A channel in the general area of Jumpinpin may have formed and silted up several times over recent millennia. However, the most recent formation of the channel is generally blamed on two events. The first of these was the wreck of the Cambus Wallace, a 75 m steel barque of 1534 tonnes built in 1894 at Port Glasgow. In the early morning of 3 September 1894, the Cambus Wallace ran aground in heavy seas near what was then a narrow stretch of Stradbroke Island called Tuleen. Most of the crew managed to swim to shore, but six men drowned and were buried on the beach. The ship broke up where she struck and most of the cargo was washed ashore and plundered by local residents. During the subsequent cleanup, explosives from the cargo were piled up and deliberately detonated on the beach, leaving large craters. The explosion is credited with severely damaging the beach and weakening the loosely vegetated sand dunes.

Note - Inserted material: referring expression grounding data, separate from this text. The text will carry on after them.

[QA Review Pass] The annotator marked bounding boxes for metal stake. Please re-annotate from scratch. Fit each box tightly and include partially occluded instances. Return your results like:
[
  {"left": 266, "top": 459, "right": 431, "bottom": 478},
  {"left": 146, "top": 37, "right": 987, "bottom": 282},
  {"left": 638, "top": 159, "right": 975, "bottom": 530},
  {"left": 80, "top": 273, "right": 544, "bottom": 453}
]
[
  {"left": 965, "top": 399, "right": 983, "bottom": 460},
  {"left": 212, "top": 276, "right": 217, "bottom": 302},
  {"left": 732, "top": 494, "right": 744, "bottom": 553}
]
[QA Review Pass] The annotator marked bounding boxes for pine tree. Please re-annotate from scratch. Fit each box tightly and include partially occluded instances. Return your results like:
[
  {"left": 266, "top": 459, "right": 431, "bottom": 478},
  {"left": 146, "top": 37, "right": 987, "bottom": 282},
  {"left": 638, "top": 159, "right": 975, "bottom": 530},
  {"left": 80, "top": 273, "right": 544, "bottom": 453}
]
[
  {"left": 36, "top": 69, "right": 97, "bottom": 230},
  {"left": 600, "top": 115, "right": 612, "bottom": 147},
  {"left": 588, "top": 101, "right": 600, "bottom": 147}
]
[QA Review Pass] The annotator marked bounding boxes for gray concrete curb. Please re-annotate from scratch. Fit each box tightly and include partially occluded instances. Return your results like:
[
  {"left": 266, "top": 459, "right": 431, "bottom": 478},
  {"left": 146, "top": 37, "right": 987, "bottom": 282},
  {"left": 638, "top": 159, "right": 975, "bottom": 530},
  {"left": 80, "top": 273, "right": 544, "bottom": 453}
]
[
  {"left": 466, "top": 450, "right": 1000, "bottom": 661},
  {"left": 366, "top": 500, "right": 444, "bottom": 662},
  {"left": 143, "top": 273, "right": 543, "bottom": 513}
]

Following gradual erosion of the seaward side of the island over the next two years, the second event to ultimately generate the channel at Jumpinpin was the arrival of a cyclone in 1896. Thomas Welsby, writing in 1921, noted, "Within two years (1896) the southeast gales threw again their power and fury on the very spot whereat the Cambus Wallace had come to grief, drove the rollers and breakers against the sandy hillside until it conquered and made passage into Swan Bay." Welsby contradicts himself stating that "The break at Jumpinpin occurred in May, 1898, the first official reporting being under date 13 May, coming from Mr Andrew Graham, Government official, Southport".

TC Luita passed east of Brisbane 6–7 March 1898, producing gales and very high seas along the South Coast.

Newspaper reports indicate that the passage was established in 1898. A sizeable breakthrough had taken place by that year. "News has now been received that the action of the recent gales on the coast, coupled with the abnormally high tides, about Sunday and Monday, May 8 and 9, has effected a clean breach through the island, and there is now a deep channel about half a mile wide at Jumping Pin."

Changes to tidal inundation in the area around the mouth of the Logan River were dramatic. Erosion occurred on farm land and some farmers resorted to building canals. The oyster industry in the area was also affected by what was claimed to be changes in the water density interfering with the ability of the oysters to settle on the seafloor.

==Fishing==
The Jumpinpin Channel is renowned for fishing for bait and predators such as mulloway jewfish, flathead, sharks, giant trevally, tailor and bream.